Expo 2020 supports UAE’s efforts as a leader of green development - GulfToday

Expo 2020 supports UAE’s efforts as a leader of green development

Dubai Expo

An arresting view of the Sustainability Pavilion at the Expo 2020 site in Dubai.

Staff Reporter, Gulf Today

Sustainability, which is one of the themes of the upcoming Dubai Expo, is increasingly a core feature in several new initiatives across the Middle East. Notably, innovators and entrepreneurs cut across industries are forming partnerships, aimed at achieving a synergy that can induce sustainability in areas plagued by systemic challenges.

Expo 2020 aims to be one of the most sustainable World Expos in history and supports the UAE’s efforts as a champion of green development.

The mega event will empower visitors of all nationalities, ages and interests to make more sustainable choices in their own lives.”

The iconic Sustainability  Pavilion, designed by the world-renowned Grimshaw Architects, sets an example for sustainable building design. Built to be net-zero for both energy and water, it features 1,055 photovoltaic panels arranged on a 130-metre-wide roof canopy and atop a series of ‘Energy Trees’. The pavilion also uses cutting-edge water-reduction strategies, water recycling and alternative water sources.

From October1, 2021 to  March 31, 2022, Expo 2020 Dubai will bring the world together in a spirit of hope and optimism and with a shared purpose towards solving some of our greatest challenges.

It will showcase the greatest innovations, breakthroughs and ideas from around the planet, enabling action towards a better world under its theme of ‘Connecting Minds, Creating the Future’

Sustainability in deserts is a vast discipline, revolving around grazing practices, flora & fauna, water tables, etc. And with increasing population, urbanization, and human activity in such arid regions, sustainability has more challenges to reckon with. This is particularly pronounced in reforestation and desert greening. But hoping to defy the odds are sustainability advocates like Dake Rechsand, the Dubai-based company offering sustainable solutions in water conservation and desert farming, which has recently announced its ambitious plan to develop green cover in deserts using the innovative Miyawaki forest model. Dake Rechsand seeks to anchor this effort in the company’s ground-breaking technology: Breathable Sand.

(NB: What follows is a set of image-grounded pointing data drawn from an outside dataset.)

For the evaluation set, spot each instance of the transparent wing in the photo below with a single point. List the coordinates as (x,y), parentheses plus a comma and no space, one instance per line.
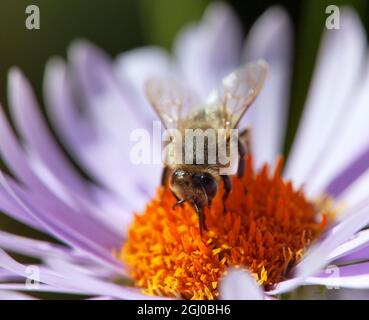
(237,91)
(171,101)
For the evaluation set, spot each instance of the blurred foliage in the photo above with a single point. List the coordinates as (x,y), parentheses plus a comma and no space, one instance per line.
(162,19)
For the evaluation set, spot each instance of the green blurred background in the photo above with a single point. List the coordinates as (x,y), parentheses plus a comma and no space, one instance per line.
(119,25)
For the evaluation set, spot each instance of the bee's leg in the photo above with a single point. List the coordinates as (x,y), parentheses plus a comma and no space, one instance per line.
(200,214)
(227,189)
(164,176)
(243,149)
(178,203)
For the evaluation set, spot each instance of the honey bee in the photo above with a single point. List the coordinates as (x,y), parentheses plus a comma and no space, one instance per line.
(179,108)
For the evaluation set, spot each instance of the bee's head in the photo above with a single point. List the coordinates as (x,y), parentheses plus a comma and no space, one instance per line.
(195,187)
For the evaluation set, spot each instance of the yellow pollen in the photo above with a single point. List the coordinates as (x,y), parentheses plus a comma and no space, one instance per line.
(265,230)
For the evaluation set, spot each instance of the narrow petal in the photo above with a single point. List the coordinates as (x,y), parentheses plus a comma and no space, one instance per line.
(352,276)
(76,281)
(240,285)
(359,240)
(270,38)
(107,105)
(318,256)
(207,51)
(81,235)
(28,120)
(335,79)
(11,295)
(134,68)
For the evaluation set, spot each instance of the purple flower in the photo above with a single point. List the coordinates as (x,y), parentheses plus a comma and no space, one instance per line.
(94,105)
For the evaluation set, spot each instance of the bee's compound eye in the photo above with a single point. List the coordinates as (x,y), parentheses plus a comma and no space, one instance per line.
(178,175)
(209,184)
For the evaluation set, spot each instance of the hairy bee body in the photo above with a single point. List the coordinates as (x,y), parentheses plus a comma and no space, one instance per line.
(194,172)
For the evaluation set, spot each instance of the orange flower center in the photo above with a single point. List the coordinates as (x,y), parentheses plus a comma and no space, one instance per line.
(266,228)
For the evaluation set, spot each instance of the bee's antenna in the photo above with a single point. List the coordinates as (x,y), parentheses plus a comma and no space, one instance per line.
(178,203)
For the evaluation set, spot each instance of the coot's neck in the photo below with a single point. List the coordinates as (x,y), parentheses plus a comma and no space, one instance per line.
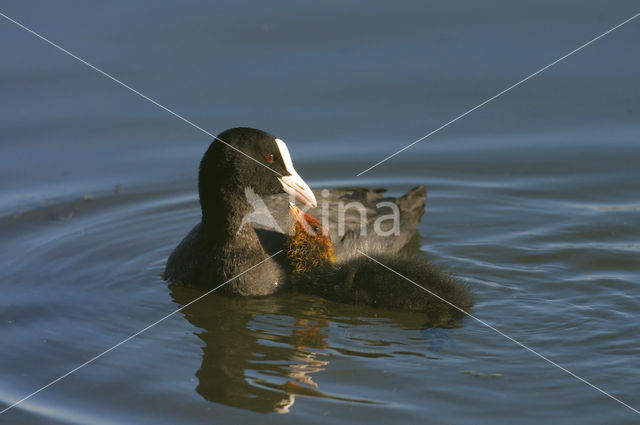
(223,212)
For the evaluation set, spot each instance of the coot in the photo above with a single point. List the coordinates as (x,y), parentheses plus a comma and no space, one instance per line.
(361,281)
(240,162)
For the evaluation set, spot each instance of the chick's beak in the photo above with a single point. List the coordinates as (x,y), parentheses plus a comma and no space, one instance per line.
(296,213)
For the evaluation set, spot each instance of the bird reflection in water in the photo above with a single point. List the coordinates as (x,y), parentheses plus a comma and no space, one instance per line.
(253,357)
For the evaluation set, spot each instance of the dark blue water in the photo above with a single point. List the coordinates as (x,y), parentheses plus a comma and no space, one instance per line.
(533,200)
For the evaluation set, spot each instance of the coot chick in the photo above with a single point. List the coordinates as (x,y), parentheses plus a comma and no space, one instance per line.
(361,281)
(222,246)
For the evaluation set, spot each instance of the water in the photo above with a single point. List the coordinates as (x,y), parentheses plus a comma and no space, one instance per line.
(533,200)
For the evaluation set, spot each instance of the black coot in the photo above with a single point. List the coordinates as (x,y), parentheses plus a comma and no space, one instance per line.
(243,163)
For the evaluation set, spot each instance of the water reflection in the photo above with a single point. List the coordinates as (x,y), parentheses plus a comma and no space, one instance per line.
(260,353)
(252,363)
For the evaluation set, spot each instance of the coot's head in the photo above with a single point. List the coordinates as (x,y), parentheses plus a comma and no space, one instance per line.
(247,157)
(309,245)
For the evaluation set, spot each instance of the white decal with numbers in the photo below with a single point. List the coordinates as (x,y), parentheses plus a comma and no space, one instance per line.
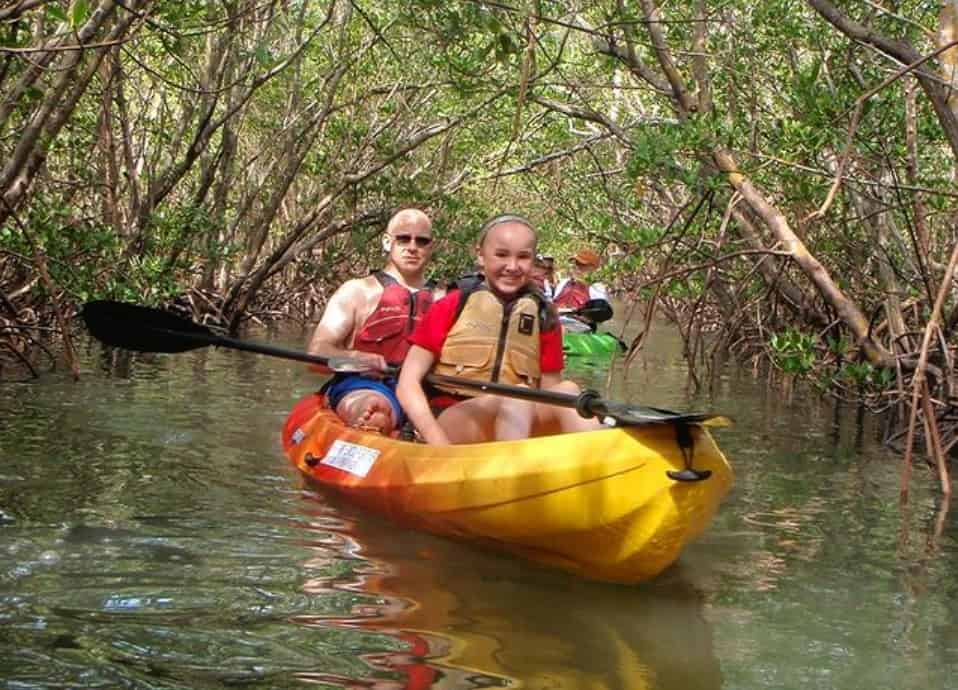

The Miyawaki forest model Developed by renowned Japanese botanist Akira Miyawaki, the model named after him revolves around the regeneration of forests, using a multi-layer model that includes shrubs, trees, and – eventually - canopy trees. The Miyawaki model has been largely considered unviable in the Middle East due to arid/semi-arid climate, high soil salinity, acute water scarcity, and high initial resource-related costs. However, taking stock of the multi-fold value that these forests can unlock - and how the benefits correspond to the UAE’s larger vision of a sustainable, green, and carbon-neutral future - Dake Rechsand has unveiled its grand ambition of desert greening using the Miyawaki model.

Dake Rechsand’s confidence stems from the success of developing 2,000-square-kilometers of green cover in one of the world’s hottest deserts located in China. This project was powered by the company’s proprietary sand technology, which boasts a unique combination of water retention and air permeability properties. When applied to create a soil medium, it retains water for extended periods of time and reduces irrigation requirements by nearly 80% compared to conventional practices.

Sand technology has delivered visible positive outcomes in many agri-based projects across the Middle East, indicating its potential to develop Miyawaki forests.

Chandra Dake, CEO and Founder of Dake Rechsand, said, “The Miyawaki model holds the answers to some of the pressing issues in the Middle East and the world at large. It will enable a sustainable expansion of green cover, at a previously unimaginable scale. And, in doing so, it will make a massive contribution to offsetting GHG emissions, and addressing climate change. Our goal for this year is to plant 200,000 trees, and follow up with another two million trees by 2022. With increased investor participation and multi-stakeholder engagement, we can scale up to ten million trees, which will have a profound effect on regional and global sustainability parameters.”

Recognizing the need for multi-stakeholder participation and to make this endeavor financially sustainable for all stakeholders, the drive which is titled “Ghaba” - Arabic for forests - is accompanying an asset ownership and carbon credits model. This first-of-its-kind model is being helmed by Dake Rechsand, in partnership with management consulting firm Investment Hub, which is holding an investor presentation called “Ghaba: Miyawaki Forests can grow in deserts with Breathable Sand” on September 8.

Commenting on the presentation and the green drive, Roy Malmberg, Founder of Investment Hub, said: “Dake Rechsand’s “Ghaba” drive using the Miyawaki model is an attractive alternative investment avenue, which has great long-term growth prospects. Investors have an option to buy the assets, retain direct ownership, generate carbon credits, and rake in returns or diversify their holdings.”